Pentagon: Lawmaker Can't Re-Air Iraq Video

Team Infidel

Forum Spin Doctor
Charlotte Observer
April 9, 2008
Pg. 1B
Rep. Patrick McHenry faces accusations his video breached security
By Lisa Zagaroli
WASHINGTON -- The Pentagon told an N.C. lawmaker Tuesday that he couldn't re-air a video he shot in Baghdad after accusations surfaced that he breached operational security in detailing enemy rocket attacks.
Rep. Patrick McHenry, a Republican from Cherryville, traveled to Iraq with other lawmakers for the first time on March 22.
On Friday, his Web site featured a video shot in the fortified section of Baghdad known as the Green Zone. McHenry could be seen gesturing to a building behind him and saying that one of 11 rockets "hit just over my head." Then he named two other places struck by the rockets.
On Monday, a veterans group called VoteVets.org accused McHenry of giving away intelligence information that could have aided terrorist organizations in targeting the Green Zone.
"The bottom line is that whoever launched that strike could take the information McHenry provided and use it to kill Americans in the Green Zone," wrote Brandon Friedman, vice chairman of VoteVets.org, a veterans advocacy group that has called for troop withdrawal and promoted veterans for political office.
"This is why professionals operating in a combat zone are trained not to reveal any battle damage after an attack."
After Friedman's posting, McHenry's office pulled the video and sent it to the Pentagon for review.
"The Congressman shot the video in the company of State Department and military personnel, and was not briefed on withholding its publication," his spokesman Wes Climer said in a written statement.
"We voluntarily removed the video after learning that it might infringe on accepted protocol, and then contacted officials at the Department of Defense, who supported our decision."
A Pentagon spokesman said he didn't know what McHenry was told in Iraq, "but we routinely brief our operational rules to our visitors in Iraq and Afghanistan."
"We do not as a matter of policy discuss attacks in a way that would provide the enemy any better understanding of the effectiveness of their attacks," said Lt. Col. Todd Vician.
A spokesman for the Multi-National Forces in Iraq said that he didn't know what the rules were for congressmen, but the military is not allowed to talk about battle damage.

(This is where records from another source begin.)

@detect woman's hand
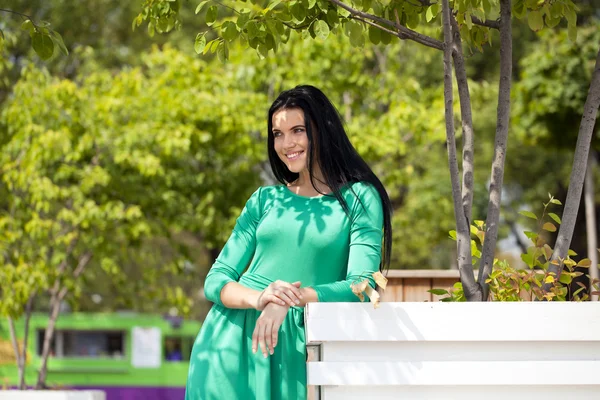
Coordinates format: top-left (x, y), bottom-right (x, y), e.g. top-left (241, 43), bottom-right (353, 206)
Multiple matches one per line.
top-left (256, 281), bottom-right (302, 311)
top-left (252, 303), bottom-right (290, 358)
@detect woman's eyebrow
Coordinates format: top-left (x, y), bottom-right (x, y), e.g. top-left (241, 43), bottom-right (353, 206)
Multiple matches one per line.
top-left (273, 125), bottom-right (306, 132)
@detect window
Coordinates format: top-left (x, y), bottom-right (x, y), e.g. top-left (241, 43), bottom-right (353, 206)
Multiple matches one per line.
top-left (37, 330), bottom-right (125, 358)
top-left (163, 336), bottom-right (194, 362)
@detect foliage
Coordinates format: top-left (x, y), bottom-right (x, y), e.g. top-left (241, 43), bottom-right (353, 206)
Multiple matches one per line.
top-left (0, 10), bottom-right (69, 60)
top-left (429, 195), bottom-right (600, 301)
top-left (513, 20), bottom-right (600, 149)
top-left (138, 0), bottom-right (578, 61)
top-left (0, 50), bottom-right (264, 317)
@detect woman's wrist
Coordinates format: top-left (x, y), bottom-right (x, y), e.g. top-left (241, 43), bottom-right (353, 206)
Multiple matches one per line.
top-left (246, 289), bottom-right (262, 310)
top-left (299, 287), bottom-right (319, 307)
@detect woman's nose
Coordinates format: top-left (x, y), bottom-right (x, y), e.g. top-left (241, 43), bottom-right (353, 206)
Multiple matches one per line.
top-left (283, 135), bottom-right (296, 149)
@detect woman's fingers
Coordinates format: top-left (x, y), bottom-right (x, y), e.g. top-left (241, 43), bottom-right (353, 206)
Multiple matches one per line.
top-left (270, 324), bottom-right (279, 354)
top-left (273, 289), bottom-right (298, 307)
top-left (269, 294), bottom-right (288, 306)
top-left (283, 282), bottom-right (302, 300)
top-left (265, 321), bottom-right (273, 357)
top-left (252, 321), bottom-right (260, 353)
top-left (258, 324), bottom-right (268, 358)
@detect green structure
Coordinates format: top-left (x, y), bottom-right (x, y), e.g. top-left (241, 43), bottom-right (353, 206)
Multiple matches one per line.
top-left (0, 312), bottom-right (201, 400)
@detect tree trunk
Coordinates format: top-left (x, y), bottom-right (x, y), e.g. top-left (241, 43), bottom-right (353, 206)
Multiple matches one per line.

McHenry's trip to Iraq already had stirred some controversy after his GOP opponent, military attorney Lance Sigmon of Newton, posted a video on YouTube.com of the lawmaker telling local Republicans about his unsuccessful efforts to get into the gym in the Green Zone. McHenry said he was shut out by a "two-bit security guard."
In that speech, McHenry gave actual distances of how close the rockets came to hitting the building that lawmakers were sleeping in.
Sigmon, an Air Force veteran, called McHenry's actions "absolutely reprehensible."
"Obviously one of the reasons I'm running is I'm trying to restore maturity, decency and integrity back to the seat in Washington," he said in an interview.